ARBÖ: Defekte Batterien am laufenden Band

Auf Flut folgt Dürre - ARBÖ-Pannendienst im Dauereinsatz - ARBÖ-Hitze-Tipps

Wien (OTS) - Die erste Hitzewelle sorgt für zahlreiche Pannen. Besonders oft rückten die Pannenfahrer in den vergangenen Tagen in Wien und Oberösterreich aus. "Unmittelbar nach dem Jahrhunderthochwasser bringen uns derartig hohe Temperaturen ganz schön ins Schwitzen", berichtet Thomas Harruk, CMC, Landesgeschäftsführer des ARBÖ Oberösterreich. Hauptgrund der Panneneinsätze: Defekte Batterien.

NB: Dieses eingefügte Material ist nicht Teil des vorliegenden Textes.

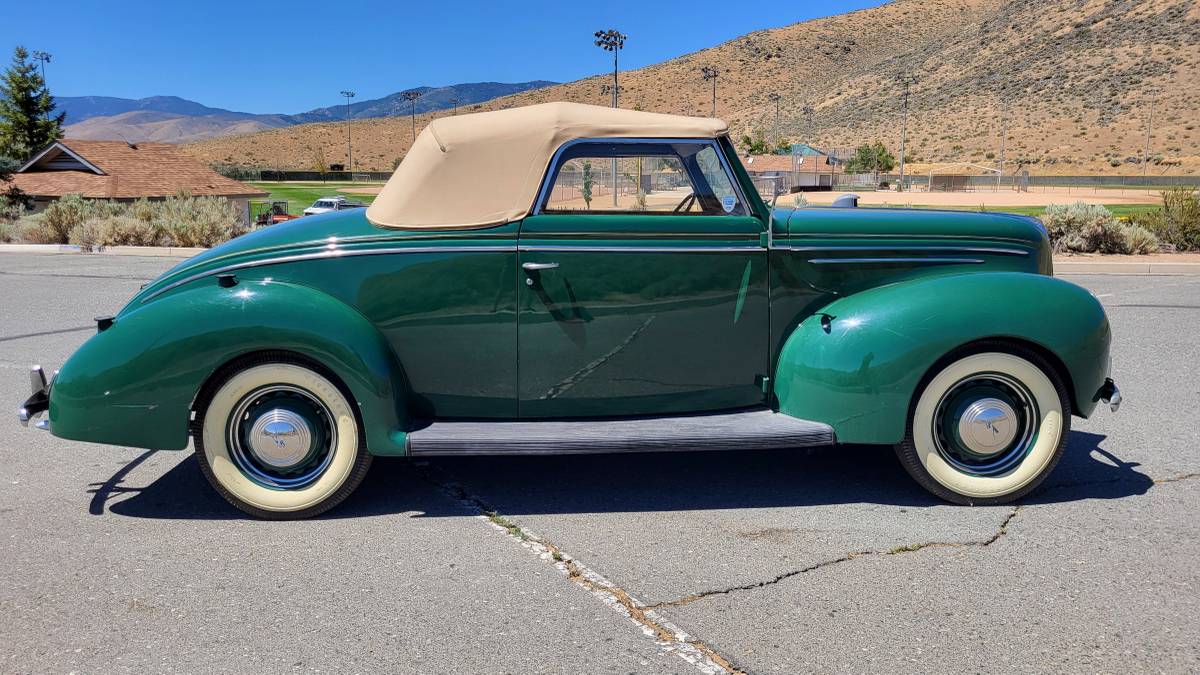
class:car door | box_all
[517,138,768,418]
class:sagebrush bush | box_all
[1041,201,1115,252]
[1040,201,1164,254]
[3,192,246,248]
[1133,187,1200,251]
[1123,224,1159,254]
[156,192,245,247]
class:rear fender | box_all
[773,272,1111,444]
[49,279,408,454]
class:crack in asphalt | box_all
[0,325,94,343]
[645,506,1021,611]
[412,462,745,675]
[1154,472,1200,484]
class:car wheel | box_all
[895,344,1071,505]
[194,360,371,519]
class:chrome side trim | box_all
[519,245,762,254]
[808,257,986,265]
[779,245,1029,256]
[141,245,517,302]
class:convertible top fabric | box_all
[365,102,729,230]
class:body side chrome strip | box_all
[141,245,517,302]
[808,257,986,265]
[779,245,1029,256]
[519,245,762,254]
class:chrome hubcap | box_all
[956,397,1018,455]
[226,384,336,489]
[933,373,1037,477]
[247,409,314,468]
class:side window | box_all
[539,141,745,216]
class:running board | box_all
[406,408,835,456]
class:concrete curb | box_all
[0,243,203,257]
[1054,261,1200,275]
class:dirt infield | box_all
[802,187,1160,208]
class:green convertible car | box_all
[18,102,1120,519]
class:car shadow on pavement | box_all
[96,430,1153,520]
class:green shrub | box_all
[1122,224,1159,254]
[156,192,245,247]
[1133,187,1200,251]
[14,215,60,244]
[70,215,167,248]
[1041,201,1117,252]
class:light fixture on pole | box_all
[401,90,423,141]
[895,73,918,192]
[767,93,782,150]
[701,66,719,117]
[340,90,355,171]
[593,29,627,108]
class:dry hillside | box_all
[186,0,1200,175]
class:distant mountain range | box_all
[59,81,557,143]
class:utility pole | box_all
[767,93,782,150]
[595,29,627,205]
[340,90,355,171]
[997,98,1008,191]
[450,96,459,115]
[32,51,51,120]
[402,90,422,141]
[701,66,719,117]
[895,74,918,192]
[1142,90,1158,180]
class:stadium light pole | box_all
[402,90,423,142]
[895,74,918,192]
[701,66,719,117]
[594,29,627,108]
[1142,89,1158,180]
[32,51,51,120]
[767,93,782,150]
[801,104,814,143]
[340,90,355,172]
[997,98,1008,191]
[595,29,626,205]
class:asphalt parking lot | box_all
[1,252,1197,674]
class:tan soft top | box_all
[366,102,728,229]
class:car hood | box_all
[124,209,381,312]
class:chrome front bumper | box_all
[17,365,51,430]
[1097,378,1122,413]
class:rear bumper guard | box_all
[17,365,51,431]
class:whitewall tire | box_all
[895,345,1071,505]
[195,360,372,519]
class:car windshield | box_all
[314,200,336,208]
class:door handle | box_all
[522,262,560,272]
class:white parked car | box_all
[302,196,365,216]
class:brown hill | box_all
[66,110,288,143]
[185,0,1200,175]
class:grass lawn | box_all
[250,182,381,216]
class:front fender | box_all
[50,279,407,454]
[774,272,1111,444]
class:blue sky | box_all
[2,0,885,114]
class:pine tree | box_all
[0,46,65,161]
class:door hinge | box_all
[759,232,769,248]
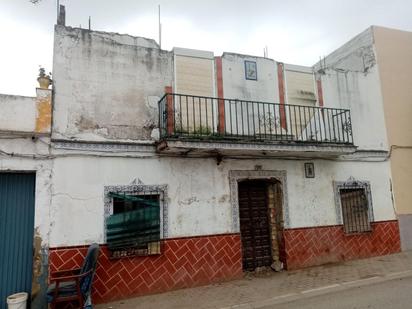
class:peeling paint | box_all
[31,229,48,309]
[178,196,200,206]
[35,89,52,134]
[76,115,100,131]
[317,28,388,151]
[218,195,229,203]
[31,230,42,298]
[52,25,173,142]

"Auch bei uns in Wien brauchten etliche Fahrzeuge Pannenhilfe. Liegt die Temperatur um die 30 Grad so zeigt sich, dass viele Batterien anfällig werden, wie im Winter", so Dir. Günther Schweizer, Landesgeschäftsführer des ARBÖ Wien. Die Batterien trifft sprichwörtlich der Schlag. Mit zu wenig Wasser (verdunstet) im Inneren kann sich eine Batterie auf der längsten Fahrt nicht mehr selber aufladen. Konsequenz: Sie kollabiert, vor allem dann, wenn sie auch noch schlecht gewartet ist. Die zweit-häufigste Ursache für Pannen ist derzeit das Kühlsystem. "Da kommt aber noch einiges mehr auf uns in den kommenden Tagen zu", ist Harruk überzeugt. "Da die Temperaturen konstant hoch bleiben rechnen wir bis zum Wochenende mit einer weiteren Vervielfachung des Pannenaufkommens", so Schweizer.

Um vorzubeugen, sollten die Mitglieder jetzt ihre Batterien beim ARBÖ checken lassen. Auch die Funktionstüchtigkeit der Kühler- und der Klimaanlage sollte vorab überprüft werden!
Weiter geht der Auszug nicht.